At the moment (Nov 19) we use Redis as a Celery backend (i.e. for storing results of Celery tasks) as well as a data store where we track copr builds, github app installations and whitelist of users. Redis is in-memory DB, i.e. the more data we store the more memory we use. Because memory is (unlike disk) quite expensive we want to move to a DB which stores the data on disk. The task here is to decide between SQL or NoSQL and then between our own deployment or a database in a cloud.


SQL stores data in a structured way of interconnected tables. The question here is whether we actually need structured tables to do some crazy queries. Big plus here is that Celery supports SQLAlchemy as a built-in backend and the same applies to Flask. From the databases which SQLAlchemy supports I'd select SQLite and Postgresql (see also this and this):



Ultra-lightweight in setup, administration, and required resource. Very fast.


Because SQLite is a serverless database, it doesn’t provide direct network access to its data. An application (as I understand it) just stores data in a file by using a SQLite library. If more containers (in our case service and more workers) need to access the db, they probably need to have the file on a shared (RWX) volume.



JSON data type is a big plus, because we already have our data serialized as jsons so we can just store them that way and then do all kinds of queries over them.




Example of a NoSQL (Document-oriented) database is MongoDB.

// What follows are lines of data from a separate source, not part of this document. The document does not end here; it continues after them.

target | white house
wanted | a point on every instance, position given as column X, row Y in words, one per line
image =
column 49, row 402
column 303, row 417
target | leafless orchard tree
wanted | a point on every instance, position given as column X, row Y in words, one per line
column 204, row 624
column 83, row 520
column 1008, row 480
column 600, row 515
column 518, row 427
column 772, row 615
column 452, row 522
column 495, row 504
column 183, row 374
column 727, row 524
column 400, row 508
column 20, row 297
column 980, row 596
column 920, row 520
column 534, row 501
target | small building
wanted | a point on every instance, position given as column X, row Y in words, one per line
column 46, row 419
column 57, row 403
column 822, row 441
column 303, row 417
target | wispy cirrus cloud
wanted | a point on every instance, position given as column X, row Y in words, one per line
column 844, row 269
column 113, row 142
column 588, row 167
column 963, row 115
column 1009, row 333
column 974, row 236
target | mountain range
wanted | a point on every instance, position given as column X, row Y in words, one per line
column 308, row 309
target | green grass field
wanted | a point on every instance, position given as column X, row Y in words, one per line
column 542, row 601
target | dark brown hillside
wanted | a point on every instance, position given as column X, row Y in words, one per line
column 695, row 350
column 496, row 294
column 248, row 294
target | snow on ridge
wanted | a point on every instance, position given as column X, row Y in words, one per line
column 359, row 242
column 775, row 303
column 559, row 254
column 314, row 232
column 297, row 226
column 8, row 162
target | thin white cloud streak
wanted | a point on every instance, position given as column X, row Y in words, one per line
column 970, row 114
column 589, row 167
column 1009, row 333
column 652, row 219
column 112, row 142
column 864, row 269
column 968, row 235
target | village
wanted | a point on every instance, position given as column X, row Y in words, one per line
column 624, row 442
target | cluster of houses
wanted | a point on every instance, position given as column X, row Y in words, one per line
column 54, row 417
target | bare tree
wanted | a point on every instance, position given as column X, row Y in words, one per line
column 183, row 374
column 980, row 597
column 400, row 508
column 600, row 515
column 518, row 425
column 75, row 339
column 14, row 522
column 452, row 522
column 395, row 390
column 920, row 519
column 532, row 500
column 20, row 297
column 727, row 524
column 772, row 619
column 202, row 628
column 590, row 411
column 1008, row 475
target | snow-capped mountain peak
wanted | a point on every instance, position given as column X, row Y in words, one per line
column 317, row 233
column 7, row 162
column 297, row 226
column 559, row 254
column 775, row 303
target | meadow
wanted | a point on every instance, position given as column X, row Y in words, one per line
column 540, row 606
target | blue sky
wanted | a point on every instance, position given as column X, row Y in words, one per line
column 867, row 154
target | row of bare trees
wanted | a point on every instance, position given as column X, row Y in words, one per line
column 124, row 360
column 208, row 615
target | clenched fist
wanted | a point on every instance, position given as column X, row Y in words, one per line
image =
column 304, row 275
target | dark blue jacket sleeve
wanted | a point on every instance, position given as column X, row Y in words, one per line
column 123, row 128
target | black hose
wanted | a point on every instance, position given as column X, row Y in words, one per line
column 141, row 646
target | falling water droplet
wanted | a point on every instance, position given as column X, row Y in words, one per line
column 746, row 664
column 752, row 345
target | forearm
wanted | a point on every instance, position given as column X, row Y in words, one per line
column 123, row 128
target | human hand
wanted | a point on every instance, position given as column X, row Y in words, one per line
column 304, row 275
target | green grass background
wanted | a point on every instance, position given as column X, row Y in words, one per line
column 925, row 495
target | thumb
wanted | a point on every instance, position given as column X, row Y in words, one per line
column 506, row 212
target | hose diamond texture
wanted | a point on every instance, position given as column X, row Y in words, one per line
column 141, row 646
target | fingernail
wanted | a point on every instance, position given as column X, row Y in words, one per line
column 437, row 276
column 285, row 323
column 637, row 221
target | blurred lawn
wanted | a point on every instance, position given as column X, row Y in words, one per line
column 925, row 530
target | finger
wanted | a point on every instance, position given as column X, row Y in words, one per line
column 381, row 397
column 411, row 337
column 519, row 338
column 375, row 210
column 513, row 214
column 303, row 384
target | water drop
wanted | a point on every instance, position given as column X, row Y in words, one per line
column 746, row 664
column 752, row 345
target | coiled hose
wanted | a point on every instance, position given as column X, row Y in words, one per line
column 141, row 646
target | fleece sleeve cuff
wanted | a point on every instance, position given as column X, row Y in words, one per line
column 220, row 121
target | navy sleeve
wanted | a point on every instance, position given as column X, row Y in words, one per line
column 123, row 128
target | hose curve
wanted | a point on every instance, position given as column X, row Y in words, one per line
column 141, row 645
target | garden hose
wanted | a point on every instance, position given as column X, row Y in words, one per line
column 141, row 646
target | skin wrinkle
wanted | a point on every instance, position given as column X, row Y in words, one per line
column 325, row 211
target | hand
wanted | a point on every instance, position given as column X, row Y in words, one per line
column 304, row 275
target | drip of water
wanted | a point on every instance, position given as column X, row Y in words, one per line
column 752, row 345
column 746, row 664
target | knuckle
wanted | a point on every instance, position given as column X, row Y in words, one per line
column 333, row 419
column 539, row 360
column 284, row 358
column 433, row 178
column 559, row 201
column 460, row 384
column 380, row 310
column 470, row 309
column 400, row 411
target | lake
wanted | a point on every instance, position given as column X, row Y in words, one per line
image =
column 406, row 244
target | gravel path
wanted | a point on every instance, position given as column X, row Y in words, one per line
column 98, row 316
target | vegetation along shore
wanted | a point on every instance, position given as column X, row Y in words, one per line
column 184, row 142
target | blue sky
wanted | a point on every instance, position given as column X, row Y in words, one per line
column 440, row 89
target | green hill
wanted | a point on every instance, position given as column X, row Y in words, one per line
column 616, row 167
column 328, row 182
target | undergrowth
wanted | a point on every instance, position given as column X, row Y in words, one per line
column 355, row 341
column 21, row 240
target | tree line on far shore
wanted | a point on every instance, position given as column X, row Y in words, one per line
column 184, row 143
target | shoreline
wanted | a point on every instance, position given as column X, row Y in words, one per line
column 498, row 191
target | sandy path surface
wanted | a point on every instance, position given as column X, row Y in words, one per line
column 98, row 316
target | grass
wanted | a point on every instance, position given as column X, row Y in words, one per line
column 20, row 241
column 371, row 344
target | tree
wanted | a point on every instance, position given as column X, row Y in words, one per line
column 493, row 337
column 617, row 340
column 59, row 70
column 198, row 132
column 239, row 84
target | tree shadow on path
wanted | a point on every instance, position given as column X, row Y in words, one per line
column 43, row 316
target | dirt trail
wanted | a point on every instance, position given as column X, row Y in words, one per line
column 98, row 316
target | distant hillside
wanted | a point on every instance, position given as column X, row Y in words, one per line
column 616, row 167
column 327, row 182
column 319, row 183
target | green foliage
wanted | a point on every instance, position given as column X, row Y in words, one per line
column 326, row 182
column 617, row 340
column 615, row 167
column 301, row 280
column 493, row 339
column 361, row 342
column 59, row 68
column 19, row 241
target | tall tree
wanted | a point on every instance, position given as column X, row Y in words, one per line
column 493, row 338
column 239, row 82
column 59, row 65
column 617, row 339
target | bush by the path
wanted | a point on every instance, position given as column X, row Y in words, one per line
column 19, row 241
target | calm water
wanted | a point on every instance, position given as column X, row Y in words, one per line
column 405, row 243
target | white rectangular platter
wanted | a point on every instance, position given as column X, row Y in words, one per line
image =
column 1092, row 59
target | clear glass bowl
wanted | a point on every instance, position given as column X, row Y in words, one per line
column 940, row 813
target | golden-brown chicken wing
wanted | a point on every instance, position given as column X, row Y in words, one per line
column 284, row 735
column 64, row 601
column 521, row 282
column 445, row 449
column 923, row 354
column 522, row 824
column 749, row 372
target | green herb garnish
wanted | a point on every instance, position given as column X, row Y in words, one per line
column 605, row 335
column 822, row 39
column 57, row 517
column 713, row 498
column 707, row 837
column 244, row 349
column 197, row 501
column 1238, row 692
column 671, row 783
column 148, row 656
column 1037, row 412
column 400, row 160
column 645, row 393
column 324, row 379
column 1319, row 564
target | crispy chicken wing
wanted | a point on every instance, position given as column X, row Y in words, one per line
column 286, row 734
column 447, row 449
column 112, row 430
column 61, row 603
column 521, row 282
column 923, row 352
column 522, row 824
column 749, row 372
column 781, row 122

Stores data in flexible, JSON-like documents, meaning fields can vary from document to document and data structure can be changed over time. It also supports queries and indexing.


Using MongoDB as a Celery backend is not that straightforward, but there are options: [1], [2], [3]


Deploy ourselves or cloud-native? That's the question.

Deploy in OpenShift

There are publicly available container images for both Postgresql and MongoDB.




Even that one can use MongoDB in AWS (see [1], [2]), Amazon seems to be pushing their MongoDB compatible DocumentDB (see also Docs/Developer Guide). Given that we don't need full MongoDB compatibility, the DocumentDB seems to be the preferred one. (and the winner of today's battle)